Saturday, September 6, 2008

Network externalities

One of the concepts brought up in Chapter 4 of the HFM book is the phenomenon known as "network externalities." It's also called the "network effect," and refers to a basic process best illustrated when we think about the telephone: As individual users join the phone network, their subscription enhances the value of that network for everyone else on it, without them necessarily intending to do that. Thus, the "externality" points to something that's out of the end-user's control—in this case, the positive value created by his or her decision to subscribe to the network.

All of this is pretty obvious, of course, but to extend this thought on network externalities I would like to mention two other examples (since the telephone example is the one so often used to explain this concept). First, I remember when I first got an e-mail address, way back around 1993 or '94 (yes, I was one of the early, early adopters!). While it was a fun curiosity, I couldn't e-mail hardly anyone behind my circle of fellow geeks in the high school computer lab because the network was so limited and the difficulty so great in trying to find friends and family online. Even in 1996, when I began as a college freshman, I remember having to pay for a university e-mail account! How things change.

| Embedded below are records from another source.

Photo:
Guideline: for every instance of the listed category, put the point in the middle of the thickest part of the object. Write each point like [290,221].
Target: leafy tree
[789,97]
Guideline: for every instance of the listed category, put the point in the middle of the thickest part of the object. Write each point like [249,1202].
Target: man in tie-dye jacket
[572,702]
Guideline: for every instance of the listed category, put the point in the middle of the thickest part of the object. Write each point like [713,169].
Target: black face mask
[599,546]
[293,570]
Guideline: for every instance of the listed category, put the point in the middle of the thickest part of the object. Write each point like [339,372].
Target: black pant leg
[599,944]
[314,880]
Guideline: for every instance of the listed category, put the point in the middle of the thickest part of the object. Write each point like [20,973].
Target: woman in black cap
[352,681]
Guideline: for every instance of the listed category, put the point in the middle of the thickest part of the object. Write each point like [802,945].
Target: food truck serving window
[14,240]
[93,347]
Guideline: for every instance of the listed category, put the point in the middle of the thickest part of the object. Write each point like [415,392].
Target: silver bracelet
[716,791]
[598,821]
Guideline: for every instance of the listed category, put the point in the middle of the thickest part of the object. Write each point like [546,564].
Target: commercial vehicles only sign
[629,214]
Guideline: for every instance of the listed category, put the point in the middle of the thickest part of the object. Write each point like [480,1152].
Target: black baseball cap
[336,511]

Moving beyond e-mail, consider the more recent example of Facebook. When I first joined the site just a year ago, there weren't too many of my friends and family on the network because, like me, most of them had grown up before the social networking craze. So, at the time, the network didn't have much value to me personally. I hardly looked at it for at least six months or more. Then, as I returned to it one day this summer, I asked Facebook to plumb my address book for contacts already signed on to the site ... and was stunned to see how the number had grown by at least 100 or more. The site clearly had passed the early-adopter stage of 18-25 college students and moved into the early/late majority hump in the Rogers' innovation curve. And now, at this point, the Facebook network had great value to me—value in terms of warranting my time and attention, if not my actual spending. In joining the network, my friends and family had contributed a positive externality that transformed the site's value for me.